A lot of what I write is stuff that fascinates me that when I was a kid would not have been in a kids book. When I was a kid there was no such thing as YA. It was teen books. If the book was for girls it was about prom and if the book was for boys it was about hot rods. There was pretty much nothing else. And I felt it was really boring.
MDBC: Because there’s so much more to life right?
EK: Yes. And because I write mostly female characters I’m not going to write girly girls. I’m going to write about girls and science, or girls and sports, or girls and math.
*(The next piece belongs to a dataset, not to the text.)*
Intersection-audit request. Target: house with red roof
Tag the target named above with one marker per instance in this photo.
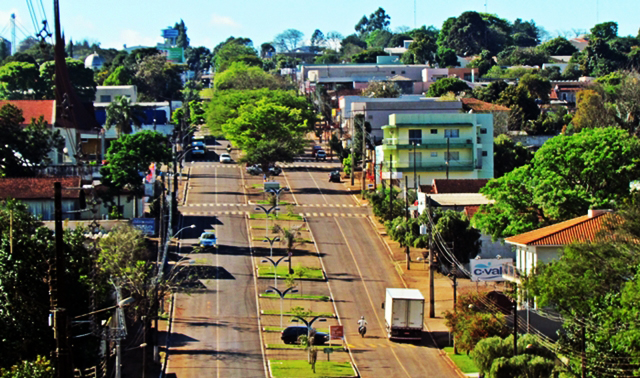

Or girls in space and hope that if you’re reading that when you’re 10 that sometime when you’re in college you’ll go, “You know I think the reason I majored in this is because I read this book when I was 10 and I got really interested.”
And I certainly don’t want to encourage stereotypes of any kind, because there’s so much of that out there.
MDBC: What do you think can be gained from moms and daughters reading your stories together?
EK: I’ve been at a couple of mother-daughter book club meetings and a lot of times the kids are too shy to talk initially and the adults do all the talking. And then a kid will say, “No mom, because of this…,” and they’ll get into a dialogue about something. Or the adults are kind of awestruck because I wrote this book and the kids say things like, “Why did you do this? I didn’t like that part.” Hopefully it’s a conversation from two different perspectives about the same thing that gives them common ground to talk.
I didn’t share anything with my mom. My mom either foisted stuff on me that I didn’t like or pooh-poohed the stuff that I liked as a 10 or 12 year old. So it’s kind of an alien concept to me, but I think it’s fabulous that you’ve got this book that you both love and you’re talking about it in a way that kind of bridges the age gap. The moms obviously understand a larger worldview, but the kids are getting the kid perspective. So they both learn and they both have a good time.
I was 10 fifty years ago. All the mother-daughter things I can remember involved sewing or baking or trying to make little girls be more like their mommies. I think the nice thing about these book clubs is that nobody is trying to swing the other side over to their point of view. At least in the one’s I’ve experienced there’s a pretty equal balance of who’s bringing what to the table. And that’s really cool.
MDBC: Do you think having kids choose something to read because it’s fun helps them become avid readers?
EK: Oh yeah, when it’s homework you just want to get it over with. I was one of those kids who would go through four or five books in a weekend and didn’t want to do anything else.
MDBC: Where did you get your books?
There was a used bookstore in downtown Columbus (Ohio) and none of the books had covers. They were all paperback and they cost like a nickel. So for $1 I could get 20 books. They were a nickel apiece so I was buying the fattest ones I could that didn’t look really boring. I was reading everything.
MDBC: Tell me about your new short-story collection, Wicked Wonders, (which I would recommend for readers aged 15 and up).
EK: A lot of the stories have younger protagonists, but that doesn’t mean they’re for kids. Sometimes I find my books in middle-school libraries, because librarians know me as the author of The Green Glass Sea. The themes that many of (the stories in Wicked Wonders) deal with are emotionally wrenching, including one that’s a Holocaust story. Another story is about a man with a son who has Down syndrome that I think is the most poignant thing I’ve ever written.
MDBC: In your historical novels for young readers, you say you try to focus on science and math and sports, kind of nontraditional things. What’s your thought behind that?
EK: Not to write a book about sewing because I hate it.
MDBC: What can you tell us about your next book for young readers coming out in 2018?
EK: It’s called Out of Left Field, and it’s about girls and baseball. It takes place in 1957. A girl wants to play Little League baseball, but Little League doesn’t let girls play. It took me two years to find and ending that was realistic and wasn’t condescending.